A verdade é que Poncho me fez enxergar que não é bem assim. Ao contrário, a realidade estava muito distante disso. Boas lembranças e ações jamais eliminam ou apagam as más e não existe ninguém na face da Terra que consiga isso.

Porém se nada pode mudar o passado, ao menos tenho a chance de não repetir os mesmos erros. E, me envolver com alguém de novo, seria indiscutivelmente um erro, um pecado imperdoável...

Fechei meu diário com força. Estava irritada. Não havia dormido quase nada na noite passada. As palavras de Poncho insistiam em voltar na minha mente a todo o instante. O resultado disso foram lágrimas e mais lágrimas, que, por sua vez, trouxeram como consequência uma dor de cabeça insuportável e olheiras enormes que eram impossíveis de não serem notadas num rosto tão fino como o meu.

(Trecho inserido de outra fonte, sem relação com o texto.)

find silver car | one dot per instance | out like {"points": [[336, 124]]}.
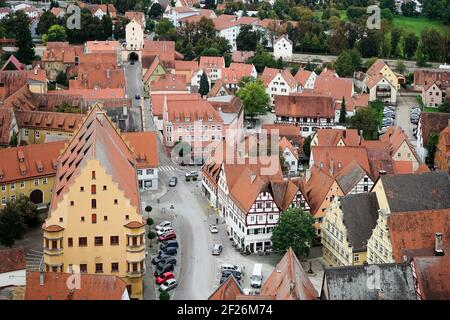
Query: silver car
{"points": [[217, 249]]}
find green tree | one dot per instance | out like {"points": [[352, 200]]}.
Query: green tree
{"points": [[12, 226], [204, 85], [295, 229], [61, 78], [365, 119], [28, 210], [254, 98], [343, 112]]}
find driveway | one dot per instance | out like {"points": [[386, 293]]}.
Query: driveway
{"points": [[133, 80]]}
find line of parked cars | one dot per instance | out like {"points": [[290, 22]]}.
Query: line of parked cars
{"points": [[165, 261], [388, 118]]}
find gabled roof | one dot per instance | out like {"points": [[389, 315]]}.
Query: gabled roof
{"points": [[29, 162], [360, 218], [92, 287], [98, 139], [289, 281], [415, 230], [298, 105], [350, 283], [432, 122], [12, 260], [145, 148], [417, 191], [433, 277]]}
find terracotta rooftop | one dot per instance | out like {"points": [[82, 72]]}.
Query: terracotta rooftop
{"points": [[433, 277], [416, 230], [145, 148], [296, 105], [49, 120], [98, 139], [157, 100], [169, 82], [12, 260], [92, 287], [6, 122], [29, 162], [331, 137], [289, 281]]}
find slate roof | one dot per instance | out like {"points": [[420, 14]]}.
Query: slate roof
{"points": [[350, 283], [418, 191], [360, 218]]}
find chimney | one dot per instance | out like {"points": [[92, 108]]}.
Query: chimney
{"points": [[331, 167], [41, 278], [438, 244]]}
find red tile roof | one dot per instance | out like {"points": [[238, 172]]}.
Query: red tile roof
{"points": [[92, 287], [298, 105], [145, 148], [289, 281], [12, 260], [29, 162], [169, 82], [415, 230]]}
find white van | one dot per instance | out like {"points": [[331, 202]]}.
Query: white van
{"points": [[256, 277]]}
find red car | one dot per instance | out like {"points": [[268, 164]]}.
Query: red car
{"points": [[164, 277], [167, 236]]}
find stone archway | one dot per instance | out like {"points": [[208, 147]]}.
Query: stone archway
{"points": [[37, 196]]}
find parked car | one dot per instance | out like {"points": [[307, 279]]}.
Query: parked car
{"points": [[163, 268], [163, 224], [169, 243], [167, 236], [164, 230], [232, 267], [168, 285], [217, 249], [164, 277], [191, 174], [173, 181]]}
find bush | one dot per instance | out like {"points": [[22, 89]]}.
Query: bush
{"points": [[164, 296]]}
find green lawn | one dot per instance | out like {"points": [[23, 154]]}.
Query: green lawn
{"points": [[417, 24]]}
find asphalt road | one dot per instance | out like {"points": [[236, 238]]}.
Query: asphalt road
{"points": [[133, 80]]}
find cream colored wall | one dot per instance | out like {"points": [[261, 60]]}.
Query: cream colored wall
{"points": [[29, 186], [404, 153], [75, 228]]}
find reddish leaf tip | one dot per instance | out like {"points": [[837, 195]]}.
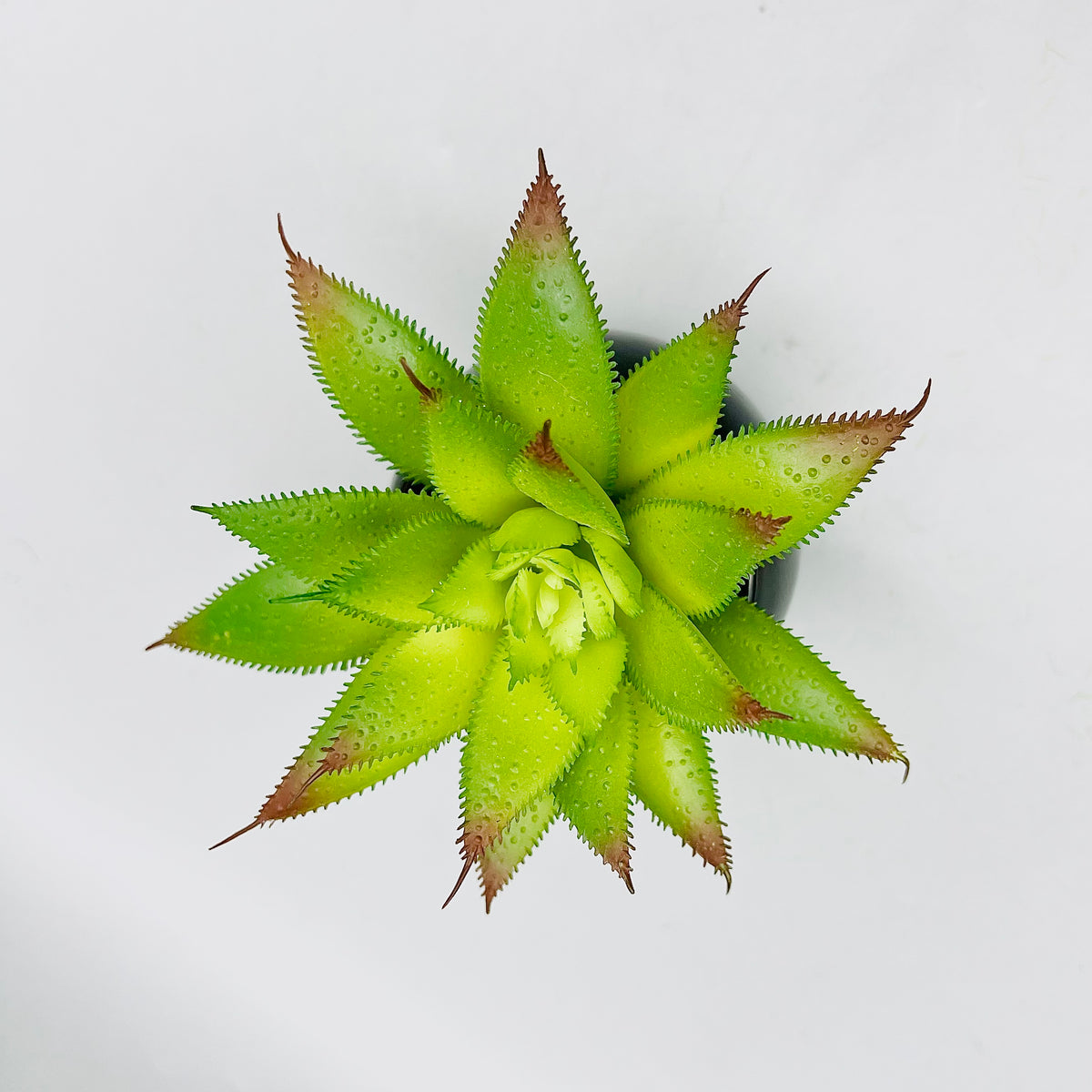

Calcei minhas pantufas negras do Patolino e permaneci sentada na cama. Muito próprio para o dia de hoje, afinal a famosa frase “Você é desprezível” acompanhava muito bem o meu estado de espírito. Me sentia desprezível e estava achando o mundo desprezível, injusto pra dizer a verdade! Por que eu não podia ser normal? Por que não podia ser feliz como tantos outros jovens? Por que não conseguia ter um namorado que realmente me quisesse? Por que eu não conseguia amar e ser amada?

Nem sei, mas acho que furiosa era a palavra que mais definia meu humor no momento. E furiosa não apenas por Alfonso ter me jogado a verdade na cara, mas principalmente por eu ter sido idiota o suficiente pra quase ter me afundado num relacionamento sem pé nem cabeça! Agora as cicatrizes me faziam companhia e não havia jeito de removê-las.  

Aliás, por um lado isso era até bom. Afinal, me impediria de entrar na mesma canoa furada chamada namoro por uma segunda vez. E também, mesmo que eu quisesse, o único cara que me interessava não estava nem ai pra mim, não nesse sentido. Para Poncho, eu não passava de uma amiga, uma irmãzinha mais nova a quem ele devia proteger.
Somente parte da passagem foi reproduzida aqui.